L'INFILTRATION EN ENTREPRISE JUGEE LICITE


 

L'infiltration en entreprise jugee licite

JUSTICE - LE RECOURS À UN DÉTECTIVE PRIVÉ INFILTRÉ, POUR DÉBUSQUER UN VOLEUR DANS L’ENTREPRISE, ÉTAIT LICITE

 

 Un combat juridique de haut vol. D’un côté, Thérèse Brunisso, procureure de la République. De l’autre, M e Joseph Aguerra, avocat au barreau de Lyon. Le 3 novembre dernier, les deux éminents juristes s’étaient opposés autour d’une singulière affaire. Pour débusquer un employé soupçonné de vol à grande échelle (NDLR : il était question de plus de 50.000 €), l’antenne montbéliardaise de la société Mégnin-Bernard avait fait appel à un détective privé. Un faux salarié infiltré avec la mission d’identifier celui ou ceux qui détournaient le matériel.

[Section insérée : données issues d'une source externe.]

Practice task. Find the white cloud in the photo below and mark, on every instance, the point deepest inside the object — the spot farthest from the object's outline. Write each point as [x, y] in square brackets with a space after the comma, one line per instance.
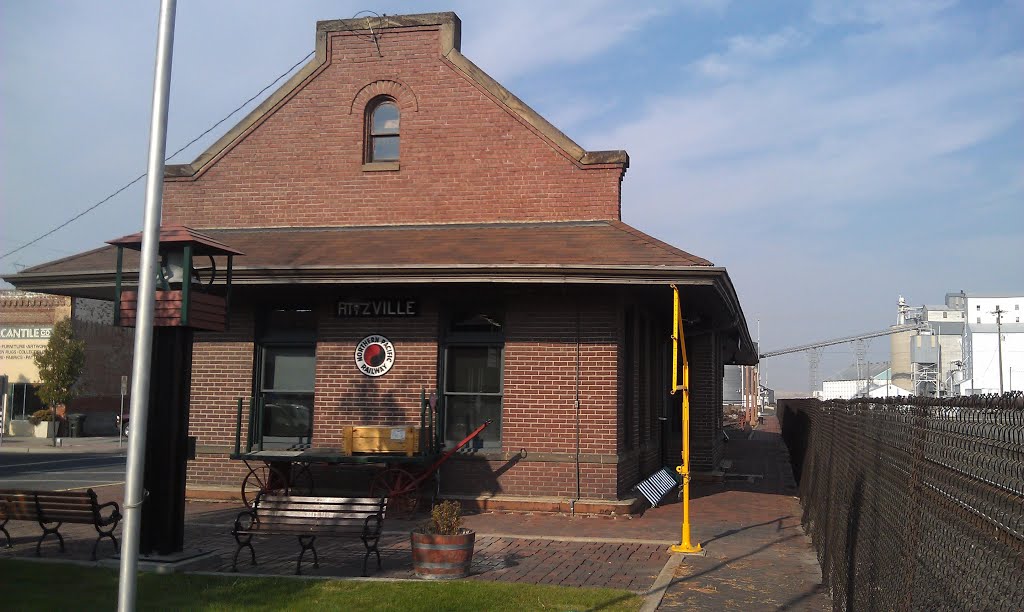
[816, 136]
[878, 12]
[508, 40]
[741, 52]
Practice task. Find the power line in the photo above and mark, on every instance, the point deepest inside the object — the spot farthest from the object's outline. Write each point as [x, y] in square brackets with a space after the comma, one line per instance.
[141, 176]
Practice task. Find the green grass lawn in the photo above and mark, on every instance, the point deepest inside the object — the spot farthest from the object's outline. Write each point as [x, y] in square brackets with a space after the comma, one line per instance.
[29, 585]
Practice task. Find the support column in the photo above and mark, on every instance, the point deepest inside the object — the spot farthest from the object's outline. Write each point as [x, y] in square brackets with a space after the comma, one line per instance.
[707, 373]
[162, 530]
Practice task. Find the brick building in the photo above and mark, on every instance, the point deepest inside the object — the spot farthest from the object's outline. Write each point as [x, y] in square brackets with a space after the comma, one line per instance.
[392, 188]
[26, 321]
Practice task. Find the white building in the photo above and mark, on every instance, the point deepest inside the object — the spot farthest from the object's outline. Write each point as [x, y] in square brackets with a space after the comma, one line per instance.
[982, 346]
[856, 382]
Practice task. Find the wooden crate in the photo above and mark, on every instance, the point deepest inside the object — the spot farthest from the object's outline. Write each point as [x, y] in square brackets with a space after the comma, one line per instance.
[380, 439]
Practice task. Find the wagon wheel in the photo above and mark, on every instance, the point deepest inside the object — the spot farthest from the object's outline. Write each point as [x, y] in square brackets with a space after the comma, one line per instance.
[393, 483]
[302, 480]
[261, 480]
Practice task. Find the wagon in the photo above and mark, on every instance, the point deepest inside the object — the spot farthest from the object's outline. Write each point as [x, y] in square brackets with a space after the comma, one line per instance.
[407, 459]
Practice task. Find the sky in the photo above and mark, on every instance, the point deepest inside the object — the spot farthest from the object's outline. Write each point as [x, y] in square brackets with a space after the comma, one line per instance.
[833, 155]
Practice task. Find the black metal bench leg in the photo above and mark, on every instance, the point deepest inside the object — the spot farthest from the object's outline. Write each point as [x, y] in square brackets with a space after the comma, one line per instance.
[47, 531]
[370, 549]
[308, 543]
[3, 527]
[242, 544]
[101, 535]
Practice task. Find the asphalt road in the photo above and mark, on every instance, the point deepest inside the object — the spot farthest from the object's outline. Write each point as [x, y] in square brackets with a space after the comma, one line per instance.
[60, 471]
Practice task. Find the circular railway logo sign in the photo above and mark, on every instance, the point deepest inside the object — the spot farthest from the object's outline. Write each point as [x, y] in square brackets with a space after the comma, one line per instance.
[375, 355]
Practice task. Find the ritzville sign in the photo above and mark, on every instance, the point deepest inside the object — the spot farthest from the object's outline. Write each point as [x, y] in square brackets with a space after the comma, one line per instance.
[375, 308]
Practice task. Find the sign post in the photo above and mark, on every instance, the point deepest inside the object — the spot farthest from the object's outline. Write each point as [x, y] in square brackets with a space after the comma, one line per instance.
[121, 421]
[679, 349]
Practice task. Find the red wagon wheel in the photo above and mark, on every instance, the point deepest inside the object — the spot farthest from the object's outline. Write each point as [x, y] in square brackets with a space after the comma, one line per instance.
[396, 485]
[301, 482]
[266, 479]
[262, 480]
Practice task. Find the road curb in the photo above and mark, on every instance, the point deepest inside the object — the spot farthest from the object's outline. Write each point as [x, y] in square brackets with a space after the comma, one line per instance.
[656, 593]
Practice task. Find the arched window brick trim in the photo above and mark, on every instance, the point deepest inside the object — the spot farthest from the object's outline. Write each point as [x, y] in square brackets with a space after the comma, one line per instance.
[396, 90]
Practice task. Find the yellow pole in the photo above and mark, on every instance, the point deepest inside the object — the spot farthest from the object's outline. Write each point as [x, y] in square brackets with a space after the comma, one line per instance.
[679, 348]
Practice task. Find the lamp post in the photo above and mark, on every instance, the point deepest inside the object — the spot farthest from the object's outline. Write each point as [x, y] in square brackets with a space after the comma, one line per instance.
[185, 298]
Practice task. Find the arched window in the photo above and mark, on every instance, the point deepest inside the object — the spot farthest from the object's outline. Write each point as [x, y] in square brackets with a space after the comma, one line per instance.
[382, 131]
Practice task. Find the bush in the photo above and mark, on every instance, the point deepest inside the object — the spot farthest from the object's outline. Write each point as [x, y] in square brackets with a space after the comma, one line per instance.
[43, 416]
[445, 519]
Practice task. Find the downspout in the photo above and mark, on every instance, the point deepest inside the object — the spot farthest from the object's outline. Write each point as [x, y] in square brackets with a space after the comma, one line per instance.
[572, 501]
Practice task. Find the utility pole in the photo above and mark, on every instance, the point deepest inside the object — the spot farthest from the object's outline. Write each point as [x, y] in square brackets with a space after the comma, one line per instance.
[998, 332]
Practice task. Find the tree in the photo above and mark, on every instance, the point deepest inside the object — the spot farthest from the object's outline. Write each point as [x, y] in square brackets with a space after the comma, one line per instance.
[59, 364]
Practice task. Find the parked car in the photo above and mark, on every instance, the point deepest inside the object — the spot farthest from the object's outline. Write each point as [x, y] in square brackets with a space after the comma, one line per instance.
[123, 423]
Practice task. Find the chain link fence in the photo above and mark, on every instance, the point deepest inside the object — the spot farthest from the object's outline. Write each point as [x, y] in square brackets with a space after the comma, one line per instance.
[913, 504]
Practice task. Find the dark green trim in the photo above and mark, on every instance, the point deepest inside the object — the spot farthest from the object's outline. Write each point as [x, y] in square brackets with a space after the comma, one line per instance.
[117, 288]
[185, 283]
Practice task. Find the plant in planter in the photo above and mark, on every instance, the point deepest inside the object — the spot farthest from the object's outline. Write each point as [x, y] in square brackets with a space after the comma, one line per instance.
[43, 417]
[59, 364]
[442, 548]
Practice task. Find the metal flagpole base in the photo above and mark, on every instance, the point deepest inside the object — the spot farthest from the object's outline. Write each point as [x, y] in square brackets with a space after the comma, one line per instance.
[691, 551]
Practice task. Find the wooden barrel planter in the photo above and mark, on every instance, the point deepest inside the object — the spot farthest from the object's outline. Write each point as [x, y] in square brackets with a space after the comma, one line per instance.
[442, 557]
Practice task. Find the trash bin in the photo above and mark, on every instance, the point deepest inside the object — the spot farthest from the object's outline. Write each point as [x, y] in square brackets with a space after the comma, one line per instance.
[75, 425]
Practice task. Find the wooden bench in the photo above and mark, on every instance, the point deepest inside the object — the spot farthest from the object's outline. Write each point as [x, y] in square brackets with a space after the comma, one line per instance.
[52, 509]
[309, 518]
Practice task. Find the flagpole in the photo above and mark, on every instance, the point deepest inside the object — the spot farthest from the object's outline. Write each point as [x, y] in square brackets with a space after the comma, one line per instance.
[143, 325]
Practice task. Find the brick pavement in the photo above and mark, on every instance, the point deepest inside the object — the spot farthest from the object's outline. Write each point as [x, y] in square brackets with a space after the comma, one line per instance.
[758, 556]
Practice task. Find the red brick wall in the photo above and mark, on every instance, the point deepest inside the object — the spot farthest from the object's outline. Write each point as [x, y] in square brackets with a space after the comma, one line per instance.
[345, 396]
[539, 410]
[705, 356]
[539, 406]
[540, 377]
[222, 369]
[464, 157]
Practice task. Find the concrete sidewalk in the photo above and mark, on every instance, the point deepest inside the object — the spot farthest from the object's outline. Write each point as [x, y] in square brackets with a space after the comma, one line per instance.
[758, 556]
[101, 444]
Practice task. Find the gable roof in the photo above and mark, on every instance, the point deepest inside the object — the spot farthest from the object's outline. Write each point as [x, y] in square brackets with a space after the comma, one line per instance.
[593, 245]
[451, 40]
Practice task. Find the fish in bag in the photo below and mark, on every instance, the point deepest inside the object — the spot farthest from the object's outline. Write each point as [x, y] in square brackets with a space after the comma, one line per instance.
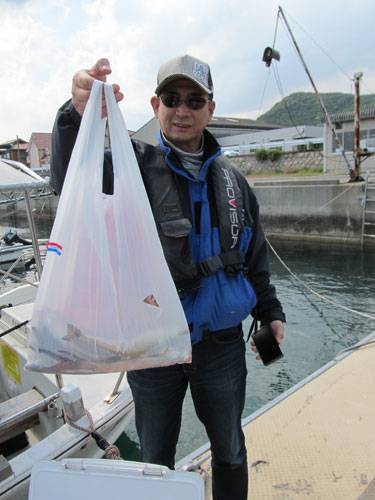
[106, 300]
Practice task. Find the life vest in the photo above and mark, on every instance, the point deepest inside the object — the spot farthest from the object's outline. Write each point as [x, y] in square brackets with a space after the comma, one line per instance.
[171, 208]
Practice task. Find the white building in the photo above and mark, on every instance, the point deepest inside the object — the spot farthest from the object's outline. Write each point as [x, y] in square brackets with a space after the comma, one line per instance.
[300, 138]
[344, 125]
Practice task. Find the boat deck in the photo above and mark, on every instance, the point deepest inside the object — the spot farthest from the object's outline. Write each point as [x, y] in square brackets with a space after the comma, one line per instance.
[318, 441]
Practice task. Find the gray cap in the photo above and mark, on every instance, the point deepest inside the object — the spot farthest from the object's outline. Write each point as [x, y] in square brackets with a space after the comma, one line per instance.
[185, 67]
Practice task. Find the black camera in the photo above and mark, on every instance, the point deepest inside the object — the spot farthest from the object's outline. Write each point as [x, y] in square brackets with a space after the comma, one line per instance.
[268, 347]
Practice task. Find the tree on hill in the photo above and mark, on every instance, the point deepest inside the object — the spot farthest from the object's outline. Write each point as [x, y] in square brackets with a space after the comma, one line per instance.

Il ne faudra pas une semaine au faux mais efficient Michel Peltier pour faire tomber Michel Q. Un plein succès construit sur des méthodes discutables ?

C’est, en tout cas, l’analyse de la procureure. Selon elle, le recours à un privé ne permettait pas de sanctionner le salarié, qui plus est protégé par son mandat syndical. Son raisonnement découle « d’une jurisprudence de la chambre sociale de la cour de cassation. On a cherché à cacher à l’inspection du travail l’illégalité du mode de preuve. C’est un mensonge face à un corps d’État », s’était émue la représentante du ministère public avant de requérir 3 000 € d’amende à l’encontre du patron de la société et de l’ancienne directrice des ressources humaines.

« Les victimes, c’est nous ! »

L’avocat lyonnais, avec talent, éloquence et grandiloquence, s’était échiné à torpiller la thèse de sa contradictrice. Selon lui, la procureur s’était fourvoyée, commettant « une erreur de jugement ». Il estimait que le débat « ne relevait pas de la sphère de la chambre sociale. Ici, il est question de vol ».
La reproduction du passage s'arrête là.